Bill, I beg to differ:  In orlando the price range is 950-1500 for  a 2br including five star Marriott Grande Vista; not necessary to have HGVC.  In LV, look at the following HGVC rental.  Please note that I have nothing to do with this ad and it is a by a TUG member.  There are many more in GC or 5* resorts under $1500.

HGVClub on LAS VEGAS STRIP   available:11-26-2006   for rent asking: $650 
Las Vegas, Nevada, US West    ID:6300   (Gold Crown) 
TUG Ad# 50827 
posted 07-31-2006
expiring 10-31-2006 2 bedrooms 2 baths sleeps 6
Attention Rodeo Participants and Fans. Three weeks of units available. Hilton Grand Vacation Club located 2650 Las Vegas Blvd South from 11/26/06 to 12/03/06 and 12/10/06 to 12/17/06, sleeps 6 w/private 4 and full kitchen. In between have Carriage House located 105 East Harmon Ave from 12/03/06 to 12/10/06, sleeps 6, 1-Bedroom Master w/lockout, and full kitchen. Make reservations early. 
Web page link: www.hgvc.com and www.carriagehouselasvegas.com 
Contact: Marsen Gonnerman at 11462@impulse.net Phone: (805) 733-2009 (TUG Member)


----------



## Warren Scaman (Sep 11, 2006)

*The Devil is in the Details!*

I looked long and hard, capitalized on the HGVC HHV, EOY. Wife and Kids Love OHAU and that part of the Beach. Resale Ocean Front Platinum 9600 points ~$4.00. 

There is no way that If I spent ~$1.50 on a Floriday HGVC that I get HGVC HHV or Manhattan, like the Home resort 12 months out. However You will get 1 or 2 featured resorts that they pick out. @ 12 months like the Home Resort owner. 

I just felt that the elite status was overpriced at this time.  

Remember @ 9 months out you have a chance, with all other HGVCer's to pick up any location , Platinum for Platinum, Gold for gold , Silver For Silver , Bronze for Bronze.


----------



## Seth Nock (Sep 11, 2006)

Bill4728 said:
			
		

> We just got back from Hawaii after staying at the new HGVC TS on the Big Island.
> 
> Heard two things that I don't believe.
> 
> ...




Both are incorrect.  Please email me sethnock@hotmail.com your name or the name of the salesperson so I can make Hilton corporate aware of this.  They will inform the sales person of his error or take action if it is not an error.  Hilton prides themselves on having honest sales people and would like to know of any who are not.


----------



## Seth Nock (Sep 12, 2006)

biswassb said:
			
		

> Well, so you are not  a Newbie and you are still elated.  Please educate me.  Please tell me why are you so elated?  Are you always elated with every purchase you made in your life? Or it is just with your hGVC purchase?
> 
> My math is as follows: Let's say you bought it cheap reasale for $12000 for 7000
> HGVC points (2 BR plat).  And you are paying $795 per year as MF.  If you look at the total financial situation then you are loosing 10% return on your 12K investment which is $1200 and spending another $795 as MF.  Therefore your total payment to HGVC will be around $2000 per year.  You are getting 7 nights stay in a 2 BR condominium and in most cases it will be in resort in Orlando or Las vegas, not a beach-front property.  You are spending ~$300 per night.  It is OK but what is there to be so thrilled?  Do you believe that you will not be able to rent a similar week, 2BR, anywhere in the world for $2000 per week? Look at the TUG rental classifieds.
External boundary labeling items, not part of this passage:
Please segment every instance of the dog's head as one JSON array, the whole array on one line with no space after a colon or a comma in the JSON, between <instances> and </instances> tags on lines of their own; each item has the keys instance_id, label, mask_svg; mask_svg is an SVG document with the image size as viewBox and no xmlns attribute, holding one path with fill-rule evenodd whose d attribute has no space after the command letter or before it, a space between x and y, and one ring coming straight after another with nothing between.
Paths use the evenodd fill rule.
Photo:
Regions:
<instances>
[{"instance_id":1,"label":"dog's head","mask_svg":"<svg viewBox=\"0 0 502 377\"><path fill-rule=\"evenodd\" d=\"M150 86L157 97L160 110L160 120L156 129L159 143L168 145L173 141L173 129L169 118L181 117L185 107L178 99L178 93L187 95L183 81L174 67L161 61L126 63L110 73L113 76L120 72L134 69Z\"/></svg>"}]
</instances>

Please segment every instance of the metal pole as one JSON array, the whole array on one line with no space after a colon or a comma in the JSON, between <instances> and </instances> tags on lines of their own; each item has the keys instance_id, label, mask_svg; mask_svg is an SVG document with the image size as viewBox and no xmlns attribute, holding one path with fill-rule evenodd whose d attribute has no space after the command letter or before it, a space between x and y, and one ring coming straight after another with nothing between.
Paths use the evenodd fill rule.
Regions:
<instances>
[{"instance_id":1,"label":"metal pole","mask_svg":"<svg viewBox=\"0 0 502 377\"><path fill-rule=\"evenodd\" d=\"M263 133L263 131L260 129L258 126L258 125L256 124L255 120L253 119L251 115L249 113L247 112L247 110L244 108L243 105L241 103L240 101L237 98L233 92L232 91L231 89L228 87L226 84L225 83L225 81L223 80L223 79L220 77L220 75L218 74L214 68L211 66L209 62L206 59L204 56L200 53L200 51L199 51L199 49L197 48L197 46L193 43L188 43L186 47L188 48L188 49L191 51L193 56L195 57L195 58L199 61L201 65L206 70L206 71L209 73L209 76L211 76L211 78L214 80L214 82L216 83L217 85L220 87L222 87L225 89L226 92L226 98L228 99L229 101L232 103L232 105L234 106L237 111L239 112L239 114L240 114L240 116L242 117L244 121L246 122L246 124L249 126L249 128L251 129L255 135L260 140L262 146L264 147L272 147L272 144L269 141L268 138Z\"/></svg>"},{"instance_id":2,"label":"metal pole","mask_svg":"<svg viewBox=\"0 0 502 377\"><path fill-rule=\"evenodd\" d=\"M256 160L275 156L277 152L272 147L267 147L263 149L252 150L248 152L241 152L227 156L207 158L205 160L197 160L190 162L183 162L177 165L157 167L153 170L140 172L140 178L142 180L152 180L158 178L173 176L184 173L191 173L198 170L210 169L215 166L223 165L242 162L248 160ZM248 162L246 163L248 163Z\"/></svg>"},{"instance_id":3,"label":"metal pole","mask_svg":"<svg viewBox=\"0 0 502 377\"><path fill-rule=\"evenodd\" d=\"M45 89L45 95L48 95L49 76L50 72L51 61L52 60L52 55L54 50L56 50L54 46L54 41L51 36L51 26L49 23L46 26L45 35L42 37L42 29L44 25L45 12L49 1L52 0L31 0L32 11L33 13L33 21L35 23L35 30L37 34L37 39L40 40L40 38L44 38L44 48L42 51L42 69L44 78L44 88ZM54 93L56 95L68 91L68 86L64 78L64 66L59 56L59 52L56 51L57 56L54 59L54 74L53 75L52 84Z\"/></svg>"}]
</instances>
How about using a 5% return ($13,000 * 5%) = $650+ $700 maintenance = $1,350.  That is about $200 / night for a 2 bedroom.  This is less than half what you would pay if you rented from the developer.


----------



## Steve (Sep 12, 2006)

Hi Seth,

I'm glad to hear that the information Bill was given is not correct.  I am finally in the process of joining HGVC, and I would hate to have them change the rules and no longer allow resale weeks to be converted to HHonors points.  I am very interested to hear what changes are coming down the pike...as well as find out where the new locations will be...but I'm sure Hilton will tell us when they are ready.

Thanks for helping to set the record straight.

Steve


----------



## short (Sep 12, 2006)

Bill4728 said:
			
		

> 1. Elite owners will now be able to make a full week reservation at *any* HGVC TS at 12 moths and not have to wait for the 9 month open season.



This seems far fetched to allow elites to step ahead of owners in a sold out resort.  I think this would create a lot of back lash for Hilton to give away my priority right to someone who does not own at my resort just because they bought lots of developer points.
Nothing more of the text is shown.